Tariff impacts on S.C. factories and farms

To understand the impacts of tariffs, experts say it helps to demystify the subject by calling them what they really are: taxes on imported goods. So if a 25% tariff were imposed on, say, Canadian lumber, which is widely used in the U.S. market, that tax would be passed on to consumers in the form of higher prices for lumber-intensive products like houses.

But for S.C. factories and farms, which exported almost $40 billion in products around the world last year, from SUVs to soybeans, that’s only half of the story. The other half is the retaliatory tariffs foreign countries would then place on U.S. exports, creating a double-whammy for S.C. exporters: higher costs for the imported goods they use in their products, and higher taxes on those products when they reach global consumers.

“South Carolina is an export-oriented manufacturing state,” Von Nessen said. “So, any retaliatory tariffs would affect [exporters’] cost structure and demand for their products.”

But again, Von Nessen urges caution in assessing the impacts, noting that there would be winners in addition to losers if Trump’s tariffs were implemented.

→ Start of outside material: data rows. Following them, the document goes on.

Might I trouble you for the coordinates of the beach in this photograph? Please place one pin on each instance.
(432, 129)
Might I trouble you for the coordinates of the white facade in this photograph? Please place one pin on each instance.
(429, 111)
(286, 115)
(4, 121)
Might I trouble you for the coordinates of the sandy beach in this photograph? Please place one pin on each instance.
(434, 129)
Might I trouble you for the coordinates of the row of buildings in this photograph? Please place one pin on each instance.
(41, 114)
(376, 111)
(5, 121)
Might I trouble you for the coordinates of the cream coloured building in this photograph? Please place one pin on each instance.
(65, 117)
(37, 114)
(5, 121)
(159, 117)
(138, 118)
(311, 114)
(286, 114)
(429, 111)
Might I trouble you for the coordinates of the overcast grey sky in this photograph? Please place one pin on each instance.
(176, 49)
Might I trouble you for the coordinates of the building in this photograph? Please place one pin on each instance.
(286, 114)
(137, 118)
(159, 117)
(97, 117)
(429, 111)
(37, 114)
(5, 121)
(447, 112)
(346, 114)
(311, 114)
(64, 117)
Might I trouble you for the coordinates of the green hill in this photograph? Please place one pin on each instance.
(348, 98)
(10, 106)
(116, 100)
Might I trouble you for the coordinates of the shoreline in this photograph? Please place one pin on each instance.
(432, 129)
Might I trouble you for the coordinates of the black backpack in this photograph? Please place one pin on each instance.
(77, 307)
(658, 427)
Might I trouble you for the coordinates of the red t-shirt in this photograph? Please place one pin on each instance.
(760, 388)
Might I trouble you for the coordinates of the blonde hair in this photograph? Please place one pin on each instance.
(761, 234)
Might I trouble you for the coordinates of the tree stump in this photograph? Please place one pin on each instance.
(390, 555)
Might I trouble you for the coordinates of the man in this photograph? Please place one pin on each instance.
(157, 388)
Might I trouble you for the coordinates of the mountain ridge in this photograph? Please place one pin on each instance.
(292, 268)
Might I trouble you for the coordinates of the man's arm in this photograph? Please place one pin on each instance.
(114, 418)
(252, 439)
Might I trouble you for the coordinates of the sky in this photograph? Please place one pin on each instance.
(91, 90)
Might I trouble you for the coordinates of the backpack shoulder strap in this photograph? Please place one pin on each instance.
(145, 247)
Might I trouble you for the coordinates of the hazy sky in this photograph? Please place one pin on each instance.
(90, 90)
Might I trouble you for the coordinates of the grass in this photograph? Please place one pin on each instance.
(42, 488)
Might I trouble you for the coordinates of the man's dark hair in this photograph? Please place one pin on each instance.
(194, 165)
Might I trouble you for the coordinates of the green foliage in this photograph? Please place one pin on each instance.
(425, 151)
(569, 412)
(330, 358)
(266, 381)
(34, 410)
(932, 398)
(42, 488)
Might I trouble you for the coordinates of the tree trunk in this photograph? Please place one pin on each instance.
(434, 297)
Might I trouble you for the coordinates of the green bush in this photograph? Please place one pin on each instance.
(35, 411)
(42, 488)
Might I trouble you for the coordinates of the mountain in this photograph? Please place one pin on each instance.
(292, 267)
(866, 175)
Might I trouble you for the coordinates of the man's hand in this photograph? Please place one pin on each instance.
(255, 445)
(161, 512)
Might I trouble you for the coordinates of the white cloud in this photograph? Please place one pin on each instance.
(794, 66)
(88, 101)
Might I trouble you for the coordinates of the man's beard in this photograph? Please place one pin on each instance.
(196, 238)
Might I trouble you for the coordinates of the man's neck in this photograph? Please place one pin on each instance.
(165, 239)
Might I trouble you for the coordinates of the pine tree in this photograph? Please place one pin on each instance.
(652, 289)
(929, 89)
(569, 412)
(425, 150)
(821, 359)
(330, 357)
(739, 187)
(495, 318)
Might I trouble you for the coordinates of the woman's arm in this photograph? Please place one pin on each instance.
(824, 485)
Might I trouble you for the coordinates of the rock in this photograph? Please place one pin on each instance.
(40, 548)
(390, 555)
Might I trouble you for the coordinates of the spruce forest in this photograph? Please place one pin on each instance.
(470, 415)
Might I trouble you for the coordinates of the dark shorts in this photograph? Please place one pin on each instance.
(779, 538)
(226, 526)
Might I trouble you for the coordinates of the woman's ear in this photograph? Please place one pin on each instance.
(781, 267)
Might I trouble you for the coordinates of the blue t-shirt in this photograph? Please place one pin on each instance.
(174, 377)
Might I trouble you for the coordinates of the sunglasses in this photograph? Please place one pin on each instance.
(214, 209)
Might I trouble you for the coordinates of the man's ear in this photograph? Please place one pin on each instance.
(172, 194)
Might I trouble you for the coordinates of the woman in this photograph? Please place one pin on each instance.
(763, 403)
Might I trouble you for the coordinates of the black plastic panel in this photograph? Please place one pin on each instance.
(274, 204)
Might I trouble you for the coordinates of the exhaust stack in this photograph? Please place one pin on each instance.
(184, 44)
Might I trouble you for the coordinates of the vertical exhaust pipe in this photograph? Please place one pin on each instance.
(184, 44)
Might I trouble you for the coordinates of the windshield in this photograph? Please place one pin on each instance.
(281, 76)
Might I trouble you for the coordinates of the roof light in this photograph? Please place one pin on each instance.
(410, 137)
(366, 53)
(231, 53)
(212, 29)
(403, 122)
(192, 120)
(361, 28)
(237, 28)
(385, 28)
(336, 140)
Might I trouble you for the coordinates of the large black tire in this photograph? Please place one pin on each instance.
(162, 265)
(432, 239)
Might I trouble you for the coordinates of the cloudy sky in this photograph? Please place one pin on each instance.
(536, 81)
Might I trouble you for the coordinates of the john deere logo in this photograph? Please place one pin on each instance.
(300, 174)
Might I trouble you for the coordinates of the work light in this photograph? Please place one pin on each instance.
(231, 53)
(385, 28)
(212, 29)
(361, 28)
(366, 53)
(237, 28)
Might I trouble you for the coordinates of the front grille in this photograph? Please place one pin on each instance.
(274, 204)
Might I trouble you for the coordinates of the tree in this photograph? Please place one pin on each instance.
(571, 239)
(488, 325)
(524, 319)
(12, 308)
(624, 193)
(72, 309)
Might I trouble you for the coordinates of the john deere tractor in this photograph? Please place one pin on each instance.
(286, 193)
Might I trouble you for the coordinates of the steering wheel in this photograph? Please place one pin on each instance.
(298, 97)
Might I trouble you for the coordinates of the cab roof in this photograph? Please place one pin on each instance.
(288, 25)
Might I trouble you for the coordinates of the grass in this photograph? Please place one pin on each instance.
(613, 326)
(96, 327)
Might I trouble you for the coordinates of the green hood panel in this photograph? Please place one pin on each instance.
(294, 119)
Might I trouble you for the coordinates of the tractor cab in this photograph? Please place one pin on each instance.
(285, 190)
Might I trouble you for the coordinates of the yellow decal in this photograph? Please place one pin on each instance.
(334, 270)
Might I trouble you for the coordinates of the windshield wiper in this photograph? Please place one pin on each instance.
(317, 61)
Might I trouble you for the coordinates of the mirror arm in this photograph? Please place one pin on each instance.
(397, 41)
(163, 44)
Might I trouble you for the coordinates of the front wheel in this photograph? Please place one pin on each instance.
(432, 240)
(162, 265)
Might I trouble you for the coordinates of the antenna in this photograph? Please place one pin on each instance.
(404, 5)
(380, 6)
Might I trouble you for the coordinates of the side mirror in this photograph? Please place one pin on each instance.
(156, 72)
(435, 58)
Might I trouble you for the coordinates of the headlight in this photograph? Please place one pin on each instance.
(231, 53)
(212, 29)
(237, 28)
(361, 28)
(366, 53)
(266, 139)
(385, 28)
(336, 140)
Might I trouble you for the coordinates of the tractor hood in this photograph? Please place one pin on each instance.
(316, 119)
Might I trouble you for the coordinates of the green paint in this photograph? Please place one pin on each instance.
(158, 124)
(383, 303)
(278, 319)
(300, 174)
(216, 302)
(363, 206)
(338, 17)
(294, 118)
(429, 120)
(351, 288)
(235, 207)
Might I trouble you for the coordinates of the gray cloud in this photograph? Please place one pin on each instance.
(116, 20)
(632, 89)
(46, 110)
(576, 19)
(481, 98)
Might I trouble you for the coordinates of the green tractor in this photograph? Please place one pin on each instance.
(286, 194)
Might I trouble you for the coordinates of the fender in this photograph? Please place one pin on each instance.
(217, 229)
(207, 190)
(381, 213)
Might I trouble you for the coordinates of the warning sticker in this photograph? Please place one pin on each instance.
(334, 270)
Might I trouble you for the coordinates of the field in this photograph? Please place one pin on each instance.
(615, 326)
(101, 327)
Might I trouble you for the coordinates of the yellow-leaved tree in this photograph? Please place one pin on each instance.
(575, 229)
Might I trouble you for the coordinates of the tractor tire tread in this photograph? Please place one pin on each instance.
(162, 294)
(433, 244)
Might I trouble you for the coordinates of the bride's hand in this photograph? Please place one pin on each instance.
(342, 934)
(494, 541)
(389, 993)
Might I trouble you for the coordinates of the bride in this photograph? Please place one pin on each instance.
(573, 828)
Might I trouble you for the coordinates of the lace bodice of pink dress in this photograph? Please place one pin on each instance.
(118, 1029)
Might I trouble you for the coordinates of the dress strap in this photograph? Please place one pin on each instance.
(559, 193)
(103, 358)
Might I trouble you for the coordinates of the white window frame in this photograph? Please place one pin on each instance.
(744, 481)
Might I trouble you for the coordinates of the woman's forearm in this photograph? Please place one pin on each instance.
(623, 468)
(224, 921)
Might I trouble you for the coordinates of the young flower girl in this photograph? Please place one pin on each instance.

For instance, some investors might be tempted to expand S.C. production to serve the domestic market.

Nevertheless, on balance, he says that higher tariffs would be likely to hurt more S.C. producers than they help.

“What economists have found historically is that the costs tend to outweigh the benefits by a wide margin,” he said.

Impacts on small businesses and consumers

While trade discussions tend to focus on major corporations in the Palmetto State like Boeing, BMW and Michelin, S.C. Small Business Chamber of Commerce President Frank Knapp says he’s most concerned about the state’s small retailers and manufacturers.

“Small businesses don’t have a voice in this, but we’ll probably incur the most financial harm,” Knapp told Statehouse Report on March 6. “They just don’t have the ability to absorb a massive tax increase, so they’ll have to increase prices, which most can’t, or cut employee hours and jobs.”

And those employees, he notes, are also S.C. consumers, which means they’ll be facing higher taxes on everything from houses to cars to groceries at the same time they have less money to spend, slowing the state’s economic growth.

And that’s the same toxic mix that led to stagflation in the 1970s.
Still, Von Nessen warns against over-reading the moment, particularly given Trump’s tendency to walk back his most extreme policy announcements.

“We really just don’t know how this is going to play out yet or where we’re going to settle long-term on these tariffs,” he said. “But it’s fair to say that the larger they are and the longer they’re in place, the bigger the impacts will be.”